Lembro que o SUS foi criado a partir da participação social, em especial na 8º Conferência Nacional de Saúde de 1986, cujo relatório balizou a construção do texto do artigo 196 da Constituição Federal. Essa é comprovação cabal de que a participação social é imprescindível para que haja mais avanços na saúde pública. E considerando o tamanho do Brasil, a participação social deve ser cada vez mais efetiva e intensiva para que alcancemos a universalidade, a integralidade e a equidade no nosso sistema público de saúde.
Consensus – Como resgatar na sociedade brasileira o sentimento de que o SUS um direito que precisa ser defendido?
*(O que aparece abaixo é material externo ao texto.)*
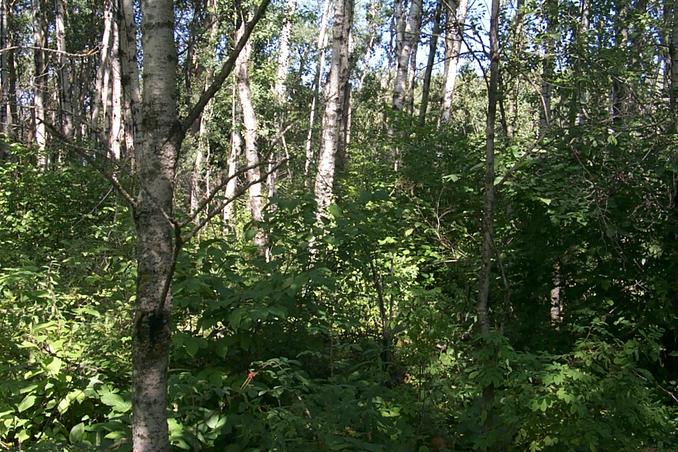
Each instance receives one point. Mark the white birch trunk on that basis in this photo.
(404, 53)
(103, 74)
(39, 83)
(65, 95)
(321, 43)
(114, 135)
(456, 17)
(255, 191)
(324, 181)
(232, 163)
(130, 77)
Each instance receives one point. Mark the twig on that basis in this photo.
(111, 177)
(212, 213)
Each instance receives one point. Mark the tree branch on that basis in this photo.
(221, 76)
(81, 152)
(212, 213)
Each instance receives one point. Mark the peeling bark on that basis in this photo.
(489, 201)
(432, 50)
(321, 43)
(64, 72)
(39, 82)
(324, 182)
(256, 198)
(454, 30)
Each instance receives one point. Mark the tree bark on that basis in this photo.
(321, 43)
(39, 82)
(232, 163)
(409, 36)
(114, 132)
(280, 91)
(673, 58)
(64, 72)
(324, 182)
(130, 77)
(454, 31)
(432, 50)
(488, 208)
(256, 198)
(155, 232)
(103, 75)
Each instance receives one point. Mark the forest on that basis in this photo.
(339, 225)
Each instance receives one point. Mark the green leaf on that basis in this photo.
(77, 433)
(334, 210)
(26, 403)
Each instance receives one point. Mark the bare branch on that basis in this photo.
(207, 199)
(80, 150)
(224, 72)
(214, 212)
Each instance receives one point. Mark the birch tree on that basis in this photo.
(64, 72)
(489, 196)
(159, 235)
(256, 197)
(39, 81)
(456, 17)
(320, 45)
(324, 181)
(404, 52)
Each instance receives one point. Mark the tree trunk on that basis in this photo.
(232, 163)
(322, 39)
(673, 56)
(155, 248)
(114, 133)
(130, 77)
(405, 48)
(65, 104)
(488, 208)
(5, 45)
(454, 32)
(256, 198)
(39, 82)
(575, 115)
(432, 50)
(412, 84)
(103, 75)
(324, 182)
(201, 168)
(280, 87)
(280, 91)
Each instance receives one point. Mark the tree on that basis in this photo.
(334, 105)
(158, 233)
(454, 31)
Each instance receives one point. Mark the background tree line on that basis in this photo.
(420, 225)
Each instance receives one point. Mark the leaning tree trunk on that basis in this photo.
(432, 50)
(100, 104)
(155, 247)
(324, 182)
(454, 33)
(488, 208)
(409, 36)
(114, 132)
(673, 59)
(39, 82)
(322, 36)
(64, 72)
(130, 77)
(256, 199)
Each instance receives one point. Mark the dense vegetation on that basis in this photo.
(357, 327)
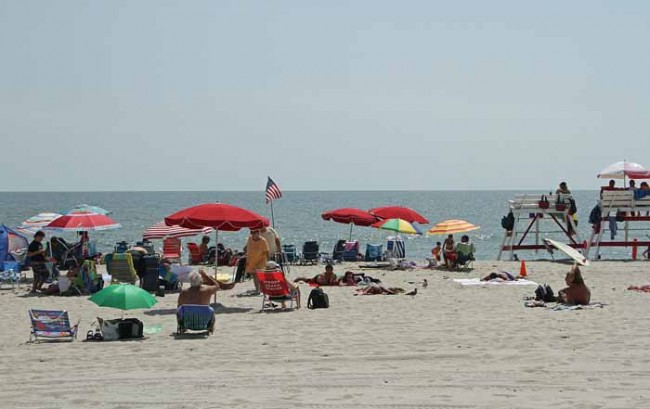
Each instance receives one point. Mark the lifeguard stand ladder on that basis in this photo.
(526, 209)
(620, 202)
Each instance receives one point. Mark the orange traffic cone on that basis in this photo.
(522, 269)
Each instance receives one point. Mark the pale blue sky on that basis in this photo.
(216, 95)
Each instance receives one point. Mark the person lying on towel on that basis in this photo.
(499, 275)
(326, 278)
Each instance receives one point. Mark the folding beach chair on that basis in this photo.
(374, 252)
(351, 252)
(337, 252)
(464, 256)
(290, 253)
(120, 267)
(274, 287)
(11, 273)
(52, 325)
(310, 253)
(191, 317)
(172, 249)
(395, 248)
(195, 254)
(88, 281)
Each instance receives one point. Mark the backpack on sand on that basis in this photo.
(318, 299)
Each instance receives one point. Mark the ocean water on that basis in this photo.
(297, 215)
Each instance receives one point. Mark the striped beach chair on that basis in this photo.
(52, 325)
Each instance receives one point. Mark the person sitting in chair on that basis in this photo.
(465, 250)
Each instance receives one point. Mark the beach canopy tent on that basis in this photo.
(623, 170)
(13, 246)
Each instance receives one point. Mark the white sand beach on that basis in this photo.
(447, 347)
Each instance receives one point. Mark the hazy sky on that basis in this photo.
(216, 95)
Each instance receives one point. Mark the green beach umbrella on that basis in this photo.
(397, 225)
(124, 297)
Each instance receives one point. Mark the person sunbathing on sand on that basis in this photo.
(326, 278)
(503, 275)
(378, 289)
(577, 293)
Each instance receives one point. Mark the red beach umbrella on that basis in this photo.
(83, 221)
(351, 216)
(398, 212)
(219, 216)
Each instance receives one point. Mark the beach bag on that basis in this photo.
(595, 215)
(543, 202)
(318, 299)
(508, 221)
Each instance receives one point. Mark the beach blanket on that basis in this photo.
(645, 288)
(477, 281)
(563, 307)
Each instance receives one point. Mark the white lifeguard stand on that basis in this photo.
(531, 218)
(633, 213)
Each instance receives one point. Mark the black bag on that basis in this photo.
(130, 328)
(318, 299)
(508, 222)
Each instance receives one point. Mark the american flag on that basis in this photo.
(272, 191)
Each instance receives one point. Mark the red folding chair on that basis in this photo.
(274, 287)
(172, 249)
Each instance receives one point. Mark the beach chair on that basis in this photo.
(351, 252)
(374, 252)
(464, 256)
(120, 267)
(195, 254)
(339, 249)
(66, 254)
(172, 249)
(191, 317)
(290, 253)
(310, 253)
(11, 273)
(52, 325)
(395, 248)
(274, 287)
(88, 281)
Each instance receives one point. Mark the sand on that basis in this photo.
(447, 347)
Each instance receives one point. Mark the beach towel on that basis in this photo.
(477, 281)
(563, 307)
(645, 288)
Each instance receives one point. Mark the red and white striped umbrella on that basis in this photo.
(82, 222)
(162, 231)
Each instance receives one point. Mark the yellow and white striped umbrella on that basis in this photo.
(452, 227)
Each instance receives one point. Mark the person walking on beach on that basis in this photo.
(257, 255)
(36, 254)
(563, 189)
(449, 251)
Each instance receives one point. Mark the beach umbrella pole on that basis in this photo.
(216, 259)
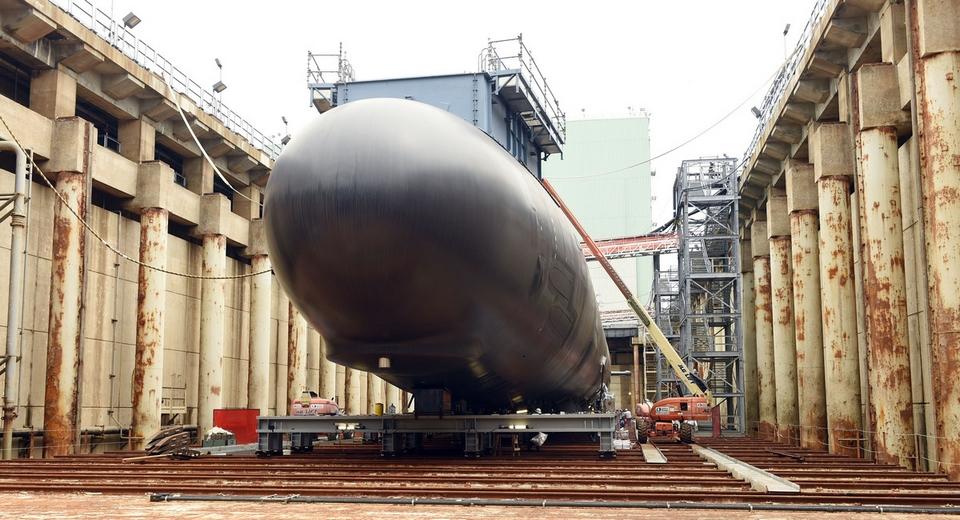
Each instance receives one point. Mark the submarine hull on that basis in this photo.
(423, 252)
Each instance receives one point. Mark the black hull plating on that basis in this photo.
(400, 231)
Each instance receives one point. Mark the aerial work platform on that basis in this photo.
(401, 432)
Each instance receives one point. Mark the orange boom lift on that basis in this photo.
(672, 417)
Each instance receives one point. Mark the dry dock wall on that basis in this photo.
(869, 103)
(107, 344)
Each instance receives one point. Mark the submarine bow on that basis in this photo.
(425, 253)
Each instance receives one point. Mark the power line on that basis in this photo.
(96, 235)
(690, 140)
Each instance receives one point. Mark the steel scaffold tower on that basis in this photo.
(708, 262)
(700, 301)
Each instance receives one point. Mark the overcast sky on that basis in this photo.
(687, 62)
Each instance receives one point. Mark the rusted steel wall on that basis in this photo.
(766, 373)
(314, 360)
(279, 375)
(374, 392)
(151, 301)
(351, 391)
(258, 372)
(938, 81)
(328, 373)
(891, 405)
(750, 387)
(915, 269)
(784, 338)
(839, 317)
(296, 355)
(210, 385)
(63, 347)
(808, 329)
Marcelo Castro: O SUS é um direito de todos e o nosso dever é garantir atendimento de qualidade e humanizado para a população. O aprimoramento e a defesa do SUS são prioridades para o governo federal. O brasileiro precisa ter renovado o sentimento de pertencimento, a sensação de que o SUS é de cada um e de todos. Manter a saúde pública de portas abertas, gratuita, integral e disponível a todos é o melhor modo de mostrarmos aos brasileiros que o SUS é uma conquista de direito que deve ser abraçada e defendida. Levar cada vez mais ao conhecimento público todos os serviços realizados pelo SUS em prol dos brasileiros, desde a vacina até o transplante, é uma forma de mostrar que o SUS está presente na vida de todos. Promover a aproximação dos cidadãos e dos servidores públicos da saúde por meio da humanização do atendimento também contribui para que os brasileiros sintam-se plenamente contemplados pelo SUS.
Como Ministro da Saúde assumo o desafio de, junto com todos, melhorar o nível de saúde da população brasileira, com isso conto com a participação dos gestores, parlamentares e da sociedade civil. A 15ª Conferência Nacional de Saúde é um meio para instigarmos as pessoas a lutarem por um SUS melhor, equânime.